When \(c = \frac{1}{\alpha }-\frac{\ln \ln (t^{\alpha })}{\alpha \ln n}\),

$$\begin{aligned} n^{1-c\alpha }&= n^{1-(1-\frac{\ln \ln (t^{\alpha })}{\ln n})} \nonumber \\&= n^{\frac{\ln \ln (t^{\alpha })}{\ln n}} \end{aligned}$$
(1)
$$\begin{aligned}&= (n^{\ln (\ln (t^{\alpha }))})^{\frac{1}{\ln n}} \end{aligned}$$
(2)
$$\begin{aligned}&= ((\ln (t^{\alpha }))^{\ln n})^{\frac{1}{\ln n}} \end{aligned}$$
(3)
$$\begin{aligned}&= (({\alpha }\ln t)^{\ln n})^{\frac{1}{\ln n}} \end{aligned}$$
(4)
$$\begin{aligned}&= {\alpha }\ln t . \end{aligned}$$
(5)

Hence, when \(c = \frac{1}{\alpha }-\frac{\ln \ln (t^{\alpha })}{\alpha \ln n}\), \(n^{1-c}=\sqrt{n \cdot \alpha (n^c)^{\alpha -2}\ln t}\).

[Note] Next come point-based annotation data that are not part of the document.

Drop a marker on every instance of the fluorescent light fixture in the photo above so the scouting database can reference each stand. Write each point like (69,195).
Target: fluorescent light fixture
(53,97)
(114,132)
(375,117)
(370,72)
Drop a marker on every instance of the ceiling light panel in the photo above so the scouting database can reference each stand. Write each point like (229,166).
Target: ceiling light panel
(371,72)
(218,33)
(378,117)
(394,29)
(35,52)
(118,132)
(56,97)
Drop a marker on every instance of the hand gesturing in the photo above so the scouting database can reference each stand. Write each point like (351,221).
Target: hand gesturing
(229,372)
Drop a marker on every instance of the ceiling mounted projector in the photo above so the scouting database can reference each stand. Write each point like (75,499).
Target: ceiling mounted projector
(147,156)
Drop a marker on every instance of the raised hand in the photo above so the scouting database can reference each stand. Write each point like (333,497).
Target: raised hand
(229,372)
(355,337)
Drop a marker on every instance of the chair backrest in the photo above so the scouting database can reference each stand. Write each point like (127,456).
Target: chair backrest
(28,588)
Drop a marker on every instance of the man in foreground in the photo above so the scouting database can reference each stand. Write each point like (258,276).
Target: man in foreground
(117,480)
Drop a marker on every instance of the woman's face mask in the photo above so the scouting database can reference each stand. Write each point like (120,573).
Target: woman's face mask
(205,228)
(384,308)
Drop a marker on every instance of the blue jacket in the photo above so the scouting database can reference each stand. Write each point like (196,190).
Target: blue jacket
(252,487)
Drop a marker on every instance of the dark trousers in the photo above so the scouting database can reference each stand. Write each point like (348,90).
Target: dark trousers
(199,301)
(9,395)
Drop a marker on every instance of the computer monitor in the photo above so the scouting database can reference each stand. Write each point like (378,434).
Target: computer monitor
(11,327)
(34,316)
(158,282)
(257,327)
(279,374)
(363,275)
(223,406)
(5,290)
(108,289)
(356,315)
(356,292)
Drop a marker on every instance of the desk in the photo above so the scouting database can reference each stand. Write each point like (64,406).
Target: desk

Finally, when \(c = \frac{1}{\alpha }-\frac{\ln \ln (t^{\alpha })}{\alpha \ln n}\),

$$\begin{aligned} n^{1-c}&= n^{1-\frac{1}{\alpha }+\frac{\ln \ln (t^{\alpha })}{\alpha \ln n}} \\&= n^{1-\frac{1}{\alpha }} \cdot n^{\frac{\ln \ln (t^{\alpha })}{\alpha \ln n}} \\&= n^{1-\frac{1}{\alpha }} \cdot (n^{\frac{\ln \ln (t^{\alpha })}{\ln n}})^{\frac{1}{\alpha }} \\&= n^{1-\frac{1}{\alpha }} \cdot (\alpha \ln t)^{\frac{1}{\alpha }}. \end{aligned}$$

In the last equality, we reuse Eqs.(1)–(5).     \(\square \)

Proof of Theorem 7: Let \(R_i\) be the number of uncovered targets after round i. By a similar argument in the proof of Theorem 5, we get that \(R_i \le t(1-1/{{OPT}\atopwithdelims (){\alpha }})^i\). After \(r = {{OPT}\atopwithdelims (){\alpha }}\ln t\) rounds, the number of uncovered targets is at most one. Hence, after \(O(OPT^{\alpha }\ln t)\) rounds, all targets are covered. Let ALG be the number of elements chosen by the algorithm. Since we choose at most \(\alpha \) elements in each round, \(ALG = O(\alpha OPT^{\alpha }\ln t)\). Since \(ALG \le n\), \(ALG = O(\sqrt{n \cdot \alpha OPT^{\alpha }\ln t})\).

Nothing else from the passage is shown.